Setelah puas dengan gaya itu, dia menidurkanku, lalu kakiku diangkat kebahunya dan dia mulai memasukkan penisnya.

“Oh… yeaaahh… mmhhh… enak Ndi?”

“Mmhh… yach.” kataku.

Beberapa menit kemudian, goyangan kami semakin cepat.

“Ndiii… saya kelluarin di pantat kamu ya?”

“Aaahhh… ya, ya.” jawabku.

“Ooohhh… yaaa… Ndiii… enaaak…” gerakannya semakin cepat dan aku mulai mengocok penisku agar kami keluar bersamaan.

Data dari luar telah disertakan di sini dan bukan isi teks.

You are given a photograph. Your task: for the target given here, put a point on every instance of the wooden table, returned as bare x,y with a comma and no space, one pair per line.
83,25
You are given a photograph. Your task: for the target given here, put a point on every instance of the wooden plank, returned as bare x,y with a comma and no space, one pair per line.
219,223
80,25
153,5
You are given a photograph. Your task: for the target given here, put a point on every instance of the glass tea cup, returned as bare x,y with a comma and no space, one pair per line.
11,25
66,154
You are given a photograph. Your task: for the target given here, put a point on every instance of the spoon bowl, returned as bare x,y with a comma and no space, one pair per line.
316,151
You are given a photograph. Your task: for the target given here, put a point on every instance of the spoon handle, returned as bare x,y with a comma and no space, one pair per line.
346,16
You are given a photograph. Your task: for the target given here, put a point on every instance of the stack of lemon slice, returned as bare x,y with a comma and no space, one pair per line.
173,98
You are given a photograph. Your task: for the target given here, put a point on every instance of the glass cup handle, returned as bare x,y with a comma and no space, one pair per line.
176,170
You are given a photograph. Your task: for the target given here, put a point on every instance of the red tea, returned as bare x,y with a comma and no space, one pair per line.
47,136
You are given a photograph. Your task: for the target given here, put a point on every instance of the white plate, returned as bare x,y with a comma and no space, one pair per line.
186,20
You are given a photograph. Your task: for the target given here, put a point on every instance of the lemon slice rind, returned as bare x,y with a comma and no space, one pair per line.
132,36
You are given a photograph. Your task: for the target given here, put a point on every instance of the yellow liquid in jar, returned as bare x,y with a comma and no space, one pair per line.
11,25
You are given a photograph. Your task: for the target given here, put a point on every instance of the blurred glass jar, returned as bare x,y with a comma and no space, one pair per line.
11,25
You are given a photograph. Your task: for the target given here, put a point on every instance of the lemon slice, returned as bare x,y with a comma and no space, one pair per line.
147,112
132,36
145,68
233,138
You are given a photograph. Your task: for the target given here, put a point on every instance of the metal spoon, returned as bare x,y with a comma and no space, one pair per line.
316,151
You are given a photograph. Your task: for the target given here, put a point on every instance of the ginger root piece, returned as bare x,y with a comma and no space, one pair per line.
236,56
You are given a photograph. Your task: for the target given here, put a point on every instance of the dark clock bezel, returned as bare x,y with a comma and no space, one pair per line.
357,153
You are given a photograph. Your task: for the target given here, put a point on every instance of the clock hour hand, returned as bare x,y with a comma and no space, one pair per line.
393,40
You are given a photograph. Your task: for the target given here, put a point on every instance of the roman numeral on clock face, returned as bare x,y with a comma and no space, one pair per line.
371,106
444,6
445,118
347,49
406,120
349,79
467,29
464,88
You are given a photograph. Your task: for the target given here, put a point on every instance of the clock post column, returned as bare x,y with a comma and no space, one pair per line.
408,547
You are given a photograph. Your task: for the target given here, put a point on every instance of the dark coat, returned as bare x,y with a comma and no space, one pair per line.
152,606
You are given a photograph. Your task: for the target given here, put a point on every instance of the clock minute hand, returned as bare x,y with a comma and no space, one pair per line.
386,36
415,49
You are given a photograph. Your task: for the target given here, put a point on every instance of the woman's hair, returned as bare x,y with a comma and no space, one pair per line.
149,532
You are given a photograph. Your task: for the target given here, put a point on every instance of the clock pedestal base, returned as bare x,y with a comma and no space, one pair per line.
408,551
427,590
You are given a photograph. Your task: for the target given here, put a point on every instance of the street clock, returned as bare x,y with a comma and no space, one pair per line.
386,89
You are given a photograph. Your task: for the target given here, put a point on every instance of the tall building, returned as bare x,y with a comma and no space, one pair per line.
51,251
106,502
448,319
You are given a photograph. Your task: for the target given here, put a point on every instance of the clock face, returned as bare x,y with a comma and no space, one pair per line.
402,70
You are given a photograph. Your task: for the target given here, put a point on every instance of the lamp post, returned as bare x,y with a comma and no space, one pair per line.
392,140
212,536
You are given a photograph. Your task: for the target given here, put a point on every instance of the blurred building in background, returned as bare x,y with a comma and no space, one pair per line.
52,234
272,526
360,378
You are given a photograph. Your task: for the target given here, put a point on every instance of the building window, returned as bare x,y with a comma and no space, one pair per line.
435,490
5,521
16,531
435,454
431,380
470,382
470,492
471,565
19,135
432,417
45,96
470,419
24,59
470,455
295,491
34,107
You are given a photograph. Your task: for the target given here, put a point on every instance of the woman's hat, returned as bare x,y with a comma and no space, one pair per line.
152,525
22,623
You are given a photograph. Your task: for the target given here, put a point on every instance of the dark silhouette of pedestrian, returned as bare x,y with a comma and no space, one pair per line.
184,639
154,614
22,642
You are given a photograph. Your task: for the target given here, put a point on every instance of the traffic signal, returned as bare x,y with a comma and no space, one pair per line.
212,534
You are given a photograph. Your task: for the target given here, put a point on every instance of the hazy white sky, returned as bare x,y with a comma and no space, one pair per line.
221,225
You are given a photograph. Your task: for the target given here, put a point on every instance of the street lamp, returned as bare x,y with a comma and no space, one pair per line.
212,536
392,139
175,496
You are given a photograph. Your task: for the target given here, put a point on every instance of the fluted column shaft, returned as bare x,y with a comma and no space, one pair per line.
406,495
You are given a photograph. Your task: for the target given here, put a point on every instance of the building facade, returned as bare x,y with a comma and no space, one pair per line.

“Aku mau keluaaar… aaahhh…” teriaknya diiringi kemudian dengan, “Croott… creet… croot.”

Spermanya keluar di dalam pantatku. Dia tersenyum.

“Kamu mau keluar Ndi?” tanyanya kemudian.

“Tooo… aku juga mau keluar akhhh… ohhh… aku mengocokkan penisku dengan cepat.

Dia mengocok penisku dengan tangannya.



“Aaahh… ooohhh… Toooo… creeet… crooot…” aku keluarkan seluruh spermaku hingga muncrat kewajahku.

Kami berciuman lagi sebagai rasa terima kasih.

Ketika melihat jam tangannya, Anto mengatakan, “Ndi, kita main 1 jam loch.”

Kami masuk jam 18:00, dan kini sudah jam 19:00. Aku tersenyum manis.

“Kamu mau berenang?” tanyanya.

Aku menggelengkan kepala. Dia duduk bersandar dan aku tiduran di pangkuannya. Aku mengelus jenggotnya yang sangat aku suka dan Anto membelai celana dalam yang kupakai. Aku melihat kemaluannya sudah berdiri lagi. Dia menundukkan wajahnya ke selangkanganku dan menghisap penisku. Aku pun tidak tinggal diam dan mulai menghisap penisnya, kami melakukannya dalam posisi 69, dia di atas dan aku di bawah. Kami melakukan hubungan sex lagi untuk kedua kalinya di kamar mandi di bawah guyuran air hangat dari shower.

Pukul 20:00, kami pulang dan dia mengantarku sampai ke depan Atrium Senen. Padahal rumahnya di jalan yang namanya seperti nama burung besar yang letaknya dekat sebuah Hotel sebelum pelayaran Senen. Hubungan kami tetap berlanjut hingga dia menghindar dariku yang tidak kuketahui apa sebabnya. Kami melakukannya terakhir kali tanggal 11 Februari 2000 di gelanggang renang. Mungkin karena dia tahu bahwa aku keponakan temannya atau ada hal lain yang aku tidak ketahui. Tetapi sekitar bulan September, kami bertemu di kantornya dan aku sengaja menghindarinya, lalu aku telpon dia.

Dia bilang, “Kamu sombong, kok menghindar begitu?”

“Kamunya yang begitu, kenapa kamu menghindar dari saya?” tanyaku.

“Aku kan lagi sibuk, banyak kerjaan.” katanya.